DOUBLE-BILL REVIEW! CABRITO and ROSALITA
– By MovieCritic NextDoor
Despite sayings like misery loves company and two can live as cheaply as one, there’s nothing at all fun or cute about living in poverty. In Cabrito, one young man (Samir Hauaji) is trapped in the most abject poverty as he struggles to keep himself and his mother fed and with a roof over their heads. But while the son suffers mainly in silence, his mother can’t stop telling him over and over what a failure he is. He’s a terrible son who can’t even put food on the table, and all he has to look forward to is a trip straight to hell, since he refuses to follow his mother’s own warped religious beliefs.
But he at least has a girlfriend, so that’s good news, right? Except they can’t afford to get married and she has to support herself by working as a prostitute even though she’s pregnant. With her, the young man lets out the anger he keeps inside around his mother, so they scream at each other a lot but maybe that’s their way of showing affection. The only good news is that even though she can’t stop getting in little digs against her son, Mom seems to be looking forward to a grandchild.

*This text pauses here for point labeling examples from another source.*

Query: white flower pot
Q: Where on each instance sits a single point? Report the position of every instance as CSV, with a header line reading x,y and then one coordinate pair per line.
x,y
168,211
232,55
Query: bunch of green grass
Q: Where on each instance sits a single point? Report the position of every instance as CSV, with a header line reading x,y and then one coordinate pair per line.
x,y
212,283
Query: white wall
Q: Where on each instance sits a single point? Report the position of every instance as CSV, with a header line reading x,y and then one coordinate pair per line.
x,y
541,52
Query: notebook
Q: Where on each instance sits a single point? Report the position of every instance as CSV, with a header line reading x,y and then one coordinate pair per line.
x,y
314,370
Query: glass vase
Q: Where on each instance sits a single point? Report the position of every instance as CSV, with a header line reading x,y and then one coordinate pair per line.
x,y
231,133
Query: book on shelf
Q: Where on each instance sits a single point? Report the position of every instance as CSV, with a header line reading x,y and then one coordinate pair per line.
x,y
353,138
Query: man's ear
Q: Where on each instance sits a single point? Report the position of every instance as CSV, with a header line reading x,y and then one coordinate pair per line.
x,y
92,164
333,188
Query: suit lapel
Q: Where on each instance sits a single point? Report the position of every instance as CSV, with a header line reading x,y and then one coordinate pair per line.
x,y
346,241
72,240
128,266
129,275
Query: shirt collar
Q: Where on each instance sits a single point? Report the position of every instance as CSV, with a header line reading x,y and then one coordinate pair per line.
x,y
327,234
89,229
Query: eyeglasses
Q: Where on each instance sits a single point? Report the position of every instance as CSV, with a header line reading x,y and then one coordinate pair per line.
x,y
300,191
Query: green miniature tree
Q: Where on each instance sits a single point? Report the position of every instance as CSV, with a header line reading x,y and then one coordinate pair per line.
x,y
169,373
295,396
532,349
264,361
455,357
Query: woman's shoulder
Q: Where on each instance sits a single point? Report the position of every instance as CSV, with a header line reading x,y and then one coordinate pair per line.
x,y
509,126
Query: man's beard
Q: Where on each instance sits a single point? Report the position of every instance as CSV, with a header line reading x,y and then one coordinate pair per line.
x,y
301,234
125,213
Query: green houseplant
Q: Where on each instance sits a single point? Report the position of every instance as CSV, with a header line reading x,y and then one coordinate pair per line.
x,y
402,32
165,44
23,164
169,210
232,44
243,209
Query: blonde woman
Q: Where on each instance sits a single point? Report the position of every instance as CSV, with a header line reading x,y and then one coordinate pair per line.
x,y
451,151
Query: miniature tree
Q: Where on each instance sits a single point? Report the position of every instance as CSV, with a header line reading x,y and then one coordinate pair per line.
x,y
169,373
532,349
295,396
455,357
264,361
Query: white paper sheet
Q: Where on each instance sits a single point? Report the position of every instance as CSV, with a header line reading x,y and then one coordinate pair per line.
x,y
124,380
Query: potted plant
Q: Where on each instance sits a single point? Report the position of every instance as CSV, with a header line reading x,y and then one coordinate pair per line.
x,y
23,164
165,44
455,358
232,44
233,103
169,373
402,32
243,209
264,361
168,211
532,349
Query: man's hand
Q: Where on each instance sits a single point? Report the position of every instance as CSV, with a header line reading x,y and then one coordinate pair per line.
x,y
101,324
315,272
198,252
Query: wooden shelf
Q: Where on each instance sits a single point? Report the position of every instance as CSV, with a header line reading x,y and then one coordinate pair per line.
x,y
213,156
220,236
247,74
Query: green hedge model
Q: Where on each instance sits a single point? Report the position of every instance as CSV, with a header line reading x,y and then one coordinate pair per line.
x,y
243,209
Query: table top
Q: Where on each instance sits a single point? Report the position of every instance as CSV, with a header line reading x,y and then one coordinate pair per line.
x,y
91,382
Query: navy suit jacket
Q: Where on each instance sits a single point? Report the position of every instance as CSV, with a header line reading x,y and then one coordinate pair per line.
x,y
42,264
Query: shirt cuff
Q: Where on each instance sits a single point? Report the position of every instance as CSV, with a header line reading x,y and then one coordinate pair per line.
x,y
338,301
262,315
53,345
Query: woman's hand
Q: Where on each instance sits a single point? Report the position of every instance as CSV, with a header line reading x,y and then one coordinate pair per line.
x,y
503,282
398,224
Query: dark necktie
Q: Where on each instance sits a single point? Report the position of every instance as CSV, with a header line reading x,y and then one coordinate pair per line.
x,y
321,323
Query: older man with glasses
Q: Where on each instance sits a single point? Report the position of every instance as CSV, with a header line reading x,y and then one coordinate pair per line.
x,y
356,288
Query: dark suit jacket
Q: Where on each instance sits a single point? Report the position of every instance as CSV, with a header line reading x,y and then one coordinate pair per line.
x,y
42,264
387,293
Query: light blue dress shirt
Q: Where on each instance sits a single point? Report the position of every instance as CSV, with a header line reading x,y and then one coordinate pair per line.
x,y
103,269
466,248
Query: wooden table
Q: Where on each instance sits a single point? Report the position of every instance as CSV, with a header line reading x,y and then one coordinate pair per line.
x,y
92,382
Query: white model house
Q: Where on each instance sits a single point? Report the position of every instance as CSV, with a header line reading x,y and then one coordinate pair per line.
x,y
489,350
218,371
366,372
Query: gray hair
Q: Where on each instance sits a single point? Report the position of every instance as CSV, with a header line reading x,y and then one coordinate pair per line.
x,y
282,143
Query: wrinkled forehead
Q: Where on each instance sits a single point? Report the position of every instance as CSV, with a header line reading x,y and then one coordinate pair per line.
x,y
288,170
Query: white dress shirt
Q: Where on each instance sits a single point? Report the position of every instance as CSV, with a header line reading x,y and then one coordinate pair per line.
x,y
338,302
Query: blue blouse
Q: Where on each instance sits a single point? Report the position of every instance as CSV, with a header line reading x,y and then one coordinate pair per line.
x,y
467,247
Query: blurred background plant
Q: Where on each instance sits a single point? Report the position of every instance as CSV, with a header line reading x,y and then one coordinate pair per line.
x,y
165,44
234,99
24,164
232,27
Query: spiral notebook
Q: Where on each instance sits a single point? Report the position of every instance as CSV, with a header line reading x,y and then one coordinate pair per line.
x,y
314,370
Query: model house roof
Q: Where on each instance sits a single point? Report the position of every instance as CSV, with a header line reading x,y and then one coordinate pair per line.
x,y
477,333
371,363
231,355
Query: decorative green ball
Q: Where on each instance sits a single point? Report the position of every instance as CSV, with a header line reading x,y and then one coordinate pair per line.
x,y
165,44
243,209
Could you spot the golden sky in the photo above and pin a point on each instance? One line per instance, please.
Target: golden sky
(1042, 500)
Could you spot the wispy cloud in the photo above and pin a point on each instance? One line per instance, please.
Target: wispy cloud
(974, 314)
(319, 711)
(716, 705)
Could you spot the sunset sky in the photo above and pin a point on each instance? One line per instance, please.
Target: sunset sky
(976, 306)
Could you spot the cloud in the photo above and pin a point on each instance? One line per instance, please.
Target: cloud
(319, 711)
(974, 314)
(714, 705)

But the son is also tormented while he sleeps — whenever he closes his eyes he has terrible dreams, and sooner or later anyone would break under that stress. And the way he breaks is both gruesome and fascinating. There’s a nightmarish quality to the entire movie, expertly portrayed despite being both just twenty minutes long and also done on a micro budget. With convincing acting and a knack of being gory without going over the top, this is a tantalizing beginning to a trilogy of short films that detail one unlucky man’s descent into horror.
I’ve always thought that one of the worst things about going truly insane is the fact that you’re unaware of what’s actually happening. If you thought the protagonist — because ‘hero’ is totally not the right word — of Cabrito was out of his mind before, then Rosalita will prove otherwise. This is a full-blown, wake up screaming nightmare compared to the bad and unsettling dream of Cabrito, which makes me really wonder what will happen in the third installment of the trilogy.
It’s been some time since the events of the previous movie, long enough for the unnamed son to fall further into depravity. He haunts the local bar, giving semi-coherent speeches about death to the bartender (Tairone Vale), which as you can imagine doesn’t make him terribly popular. But he’s also become a predator through and through, though it isn’t entirely clear whether he himself even fully realizes what he’s doing.
Again, there’s a goodly amount of blood and gore, but in many ways it’s also a tantalizing look at the psychology of a killer. He’s as much tormented as he is tormenting, still begging and yearning for a forgiveness he can never find while he’s lost in the labyrinth of his madness. Like its sister film it runs just under twenty minutes, but the film still does an admirable job of exploring these themes, with intense visuals and an overriding sense of hopelessness that pulls the viewer in. I am both intrigued and frightened of what the third installment might offer.